GOP ranks dropped by 31,000 since state elected Romney

Email|Print| Text size + By the Boston Globe City & Region Desk
November 2, 06 04:37 PM

By Andrew Ryan, Globe Correspondent

The number of registered Republicans in Massachusetts has fallen by more than 31,000 since the state elected Governor Mitt Romney four years ago, dropping the GOP's already scant numbers in the heavily Democratic state to its lowest point in six years, according to a count released today of voters eligible to cast ballots in Tuesday's election.

As the party struggles to hold its 16-year monopoly on governor's office with its candidate flagging in most polls, GOP voting rolls dipped by about 6 percent in the last four years. That means Republicans now make up 12.5 percent of the state's voters, or 498,962, according to the data released by the Secretary of State's office. When the state elected Romney, a Republican, in 2002, the GOP made up 13.4 percent of the electorate.

"The last 10 years it's as if the Republican Party has been evaporating in this state," said Todd Domke, a Republican analyst who has worked with the national party. "But it's less a matter of registration than fewer candidates, fewer office holders, fewer leaders and no strategy to reverse the trend. That's what's disturbing."

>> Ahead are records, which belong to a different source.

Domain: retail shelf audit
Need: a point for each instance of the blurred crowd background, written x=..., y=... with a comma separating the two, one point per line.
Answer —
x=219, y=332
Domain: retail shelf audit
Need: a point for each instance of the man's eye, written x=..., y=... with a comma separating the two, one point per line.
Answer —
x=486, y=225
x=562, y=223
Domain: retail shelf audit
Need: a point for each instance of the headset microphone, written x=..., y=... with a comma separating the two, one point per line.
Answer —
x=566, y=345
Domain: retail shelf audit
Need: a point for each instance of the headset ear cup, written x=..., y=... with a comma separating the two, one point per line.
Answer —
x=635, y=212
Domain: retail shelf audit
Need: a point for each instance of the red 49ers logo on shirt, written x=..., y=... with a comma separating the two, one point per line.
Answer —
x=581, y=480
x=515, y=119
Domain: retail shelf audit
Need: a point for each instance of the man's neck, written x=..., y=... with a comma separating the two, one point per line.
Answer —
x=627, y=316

Democrats, by contrast, gained about 30,000 new faces in the last four years, inflating their numbers by 2 percent, according to the new registration data. In the seven weeks since the primary, the party added 19,000 members, giving it almost 37 percent of the state's registered voters, or 1,472,707.

Brian Dodge, executive director of the state Republican Party, said that the Democratic rolls benefited from a competitive primary. The GOP, Dodge said, has a much larger base than is evident from party registration and has dedicated resources to unenrolled voters who share the Republican perspective.

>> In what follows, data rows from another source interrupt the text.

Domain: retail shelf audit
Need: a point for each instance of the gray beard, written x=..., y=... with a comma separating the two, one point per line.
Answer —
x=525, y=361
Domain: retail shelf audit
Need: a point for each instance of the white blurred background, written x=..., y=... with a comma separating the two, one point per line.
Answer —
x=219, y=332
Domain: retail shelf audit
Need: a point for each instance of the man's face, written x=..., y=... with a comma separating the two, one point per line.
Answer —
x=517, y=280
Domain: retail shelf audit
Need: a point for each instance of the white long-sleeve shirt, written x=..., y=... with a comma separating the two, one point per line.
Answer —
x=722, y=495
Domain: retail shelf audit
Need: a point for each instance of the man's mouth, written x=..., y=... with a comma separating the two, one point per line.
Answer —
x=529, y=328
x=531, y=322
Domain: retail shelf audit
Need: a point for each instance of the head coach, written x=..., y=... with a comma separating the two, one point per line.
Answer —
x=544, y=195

"Unenrolled doesn't mean undecided," said Dodge, who defended this year's slate of GOP candidates. "I would describe [many of the unenrolled] as closet Republicans."

The largest registration jump since the since the September primary belongs to voters who do not belong to a political party. The number of unenrolled increased by almost 39,000 since the primary to 1.9 million, or almost 50 percent of registered voters in Massachusetts.

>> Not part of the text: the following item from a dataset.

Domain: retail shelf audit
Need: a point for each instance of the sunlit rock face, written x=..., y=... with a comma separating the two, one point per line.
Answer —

The fluctuation in registration numbers can be explained by new voters, voters changing parties, voters switching to unrolled status, people dying or residents moving out of state, said Brian McNiff, a spokesman for the Secretary of State's office. The data released today did not include numbers for other political parties, including Green-Rainbow and Libertarian, which should be available on Friday.

Overall voter registration was up by 17,854 since 2002, the last time there was a gubernatorial election. The total number of 3,990,505 is down from 2004, however, when a presidential election drew almost 4.1 million registered voters in Massachusetts.